The present study examined the biological properties of three bacterial broths obtained by lactobacilli fermentation alone (A1), in presence of E. sativa (A2), or B. verna (A3). The broth obtained by L. acidophilus fermentation in the presence of enriched extracts from E. sativa seeds, characterized by a high concentration of glucoerucin, induced a significant decrease in the CXCL8 expression in Caco-2 cells following EHEC infection, and reduced epithelial disruption caused by EHEC when intestinal cells were cultured to form a fully differentiate, confluent and tight monolayer.

To our knowledge this is the first study employing complementary in vitro models of gut injury to study the effects of “functionalised” probiotics in the presence of enteric bacterial pathogens. The findings of the current study demonstrate that pre-treatment with E. sativa seed extract may increase the beneficial effect of Lactobacilli in EHEC-injured gut.

This supplemented fermentation, which successfully enhances the protective effects against gut inflammation and barrier dysfunction induced by pathogens, provides the foundation for the further development and application of this kind of fermentation in food industry.

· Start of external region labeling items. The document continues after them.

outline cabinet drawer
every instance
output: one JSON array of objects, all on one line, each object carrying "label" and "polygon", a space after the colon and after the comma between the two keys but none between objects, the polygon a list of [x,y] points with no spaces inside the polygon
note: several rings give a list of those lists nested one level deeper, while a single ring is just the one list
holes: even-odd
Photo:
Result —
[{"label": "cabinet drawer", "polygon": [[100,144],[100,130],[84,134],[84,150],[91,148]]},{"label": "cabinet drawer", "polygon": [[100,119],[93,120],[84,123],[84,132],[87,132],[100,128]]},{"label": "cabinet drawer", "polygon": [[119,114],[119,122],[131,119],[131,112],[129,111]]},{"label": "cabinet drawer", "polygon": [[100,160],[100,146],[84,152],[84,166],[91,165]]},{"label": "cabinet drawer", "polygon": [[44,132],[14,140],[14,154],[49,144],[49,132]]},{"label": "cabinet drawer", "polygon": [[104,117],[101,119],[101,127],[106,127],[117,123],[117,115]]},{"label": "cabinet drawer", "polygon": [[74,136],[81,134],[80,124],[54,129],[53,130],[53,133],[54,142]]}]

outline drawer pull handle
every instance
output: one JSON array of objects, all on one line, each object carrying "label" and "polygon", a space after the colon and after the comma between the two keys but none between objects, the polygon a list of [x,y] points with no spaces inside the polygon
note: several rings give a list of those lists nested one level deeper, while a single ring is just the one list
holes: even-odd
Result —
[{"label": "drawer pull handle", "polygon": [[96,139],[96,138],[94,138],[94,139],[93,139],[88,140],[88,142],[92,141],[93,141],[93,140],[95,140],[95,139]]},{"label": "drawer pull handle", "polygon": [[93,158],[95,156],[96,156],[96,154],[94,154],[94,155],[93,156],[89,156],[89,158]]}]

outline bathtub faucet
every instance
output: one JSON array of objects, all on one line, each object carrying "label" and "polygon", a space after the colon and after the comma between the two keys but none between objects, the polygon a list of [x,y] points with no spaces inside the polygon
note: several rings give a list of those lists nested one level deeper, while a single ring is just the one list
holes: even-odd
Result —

Indeed, lactic acid bacteria are widely used as starter cultures for the production of diverse fermented foods but, to the best of our knowledge, the protective role of their fermented broths in gastrointestinal disorders has not been extensively studied.

Even if these results are very promising, in the near future a pilot trial in human subjects will be necessary to determine whether “super probiotics” administration contributes to the maintenance and protection of intestinal microflora during enteric infections.